One year ago: Migas with Tomato Chipotle Coulis
Two years ago: Roasted Acorn Squash and Gorgonzola Pizza and Hazelnut Brown Butter Cake
Three years ago: Strawberry Rhubarb Pecan Loaf and Italian Bread

Breakfast Pizza
Adapted, barely, from The Big Sur Bakery Cookbook via an earlier version of it

Makes 2 (12-inch) pizzas

When I asked what I would change about this when I make it again, I drew a blank. I actually like it that much the way it is. Nevertheless, the bacon could of course be omitted if you’re bacon-averse, countless toppings could be added from spinach to mushrooms or sausage, you could swap some or all of the mozzarella for goat cheese and you could swap out some of the flour in the crust for whole wheat flour. Although the recipe as is makes two large pizzas, I think it would be fun to make six smaller ones with one egg each in the center — plus, friends could choose their own toppings. So “drew a blank” = okay, I have a few ideas. But I’m pretty sure I’ll be making this exactly as written next time.

Updated note 10/17/13: I love this dough recipe, but these days I almost exclusively use this Lazy Pizza Dough (no kneading/proofing/chilling + you can choose the schedule that fits your day).

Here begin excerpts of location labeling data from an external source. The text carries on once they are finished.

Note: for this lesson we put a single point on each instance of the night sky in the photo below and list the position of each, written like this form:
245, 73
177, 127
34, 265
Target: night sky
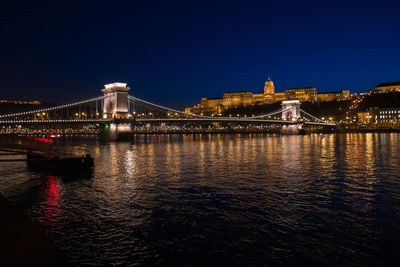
174, 53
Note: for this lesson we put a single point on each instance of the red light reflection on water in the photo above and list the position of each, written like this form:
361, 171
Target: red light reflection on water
52, 198
44, 140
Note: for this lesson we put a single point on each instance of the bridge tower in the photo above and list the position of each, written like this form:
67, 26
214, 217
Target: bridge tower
291, 112
116, 101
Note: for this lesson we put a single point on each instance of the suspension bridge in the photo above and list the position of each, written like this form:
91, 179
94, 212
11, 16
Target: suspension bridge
118, 107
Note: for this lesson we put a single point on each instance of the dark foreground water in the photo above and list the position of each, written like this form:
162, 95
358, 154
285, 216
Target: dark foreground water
222, 200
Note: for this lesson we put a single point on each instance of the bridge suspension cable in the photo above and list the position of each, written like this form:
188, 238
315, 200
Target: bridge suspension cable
315, 118
54, 108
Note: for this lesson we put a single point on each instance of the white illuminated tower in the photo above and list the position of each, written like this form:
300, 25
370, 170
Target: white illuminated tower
116, 101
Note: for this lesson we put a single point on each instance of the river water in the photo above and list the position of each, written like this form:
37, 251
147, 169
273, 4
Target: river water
222, 200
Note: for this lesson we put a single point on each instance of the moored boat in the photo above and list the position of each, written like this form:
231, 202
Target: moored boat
54, 164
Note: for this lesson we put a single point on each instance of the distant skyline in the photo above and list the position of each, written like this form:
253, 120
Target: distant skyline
175, 52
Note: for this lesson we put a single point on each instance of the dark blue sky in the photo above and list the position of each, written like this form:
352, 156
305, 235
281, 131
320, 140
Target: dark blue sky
174, 53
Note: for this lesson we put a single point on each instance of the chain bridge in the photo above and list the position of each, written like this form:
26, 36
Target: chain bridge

1/2 teaspoon dry active yeast
2 cups plus 2 tablespoons bread flour, plus more for dusting
Kosher salt
6 strips bacon
1/2 cup grated Parmesan
2 cups grated mozzarella
6 large eggs
Freshly ground black pepper
2 tablespoons minced flat-leaf parsley
2 tablespoons minced chives
2 scallions, thinly sliced
1 shallot, minced

The night before, prepare the dough: Place 3/4 cup lukewarm water in the bowl of an electric mixer fitted with a dough hook. Sprinkle in the yeast, stir and let sit for 5 minutes. Add the flour and 1 teaspoon of salt and mix on low for 1 minute. Increase the speed to medium and mix for 2 minutes, then increase the speed to high and mix until a smooth dough forms, about 2 minutes more. Turn the dough onto a lightly floured surface, divide into two equal pieces and form each half into a tight ball. Place on a large floured sheet pan, place the pan in a plastic garbage bag, tie the bag loosely and refrigerate overnight.

One to two hours* before baking, place the dough in a warm spot. Adjust the oven rack to the lowest position and set a pizza stone on it. Preheat the oven to 500 degrees 30 minutes before you are ready to bake the pizza.

Prepare the dough and toppings: Fry the bacon in a large sauté pan over medium-high heat until crisp. Cool on a paper-towel-lined plate; roughly chop.

Dip your hands and a ball of dough into the flour. On a lightly floured countertop, pat the dough into a disc with your fingertips, then drape the dough over your fists and carefully stretch it from beneath to form a 12-inch circle.

Generously dust the surface of a pizza peel or large inverted sheet pan with flour and place the stretched dough on it. Sprinkle the dough with half of the Parmesan, mozzarella and bacon. Crack 3 eggs over the top and season with salt and pepper.

Bake the pizza: Shake the pizza peel slightly to make sure the dough is not sticking. Carefully lift any sections that are sticking and sprinkle a bit more flour underneath, then slide the pizza directly onto the baking stone in one quick forward-and-back motion. Bake for 8 to 10 minutes, rotating after 5 minutes. When the crust is golden, the cheese is melted and the egg yolks are cooked, use the peel to transfer the pizza to a cutting board. Sprinkle half of the parsley, chives, scallions and shallot on top. Let cool for 2 minutes, slice and serve immediately. Prepare the second pizza in the same way.

* The original recipe suggests that you take the dough out one hour before baking but I took mine out two hours earlier, because I always find it takes a looong time to get dough back to proofing at room temperature. In this time, you can lazily prepare the toppings and get your oven nice and hot.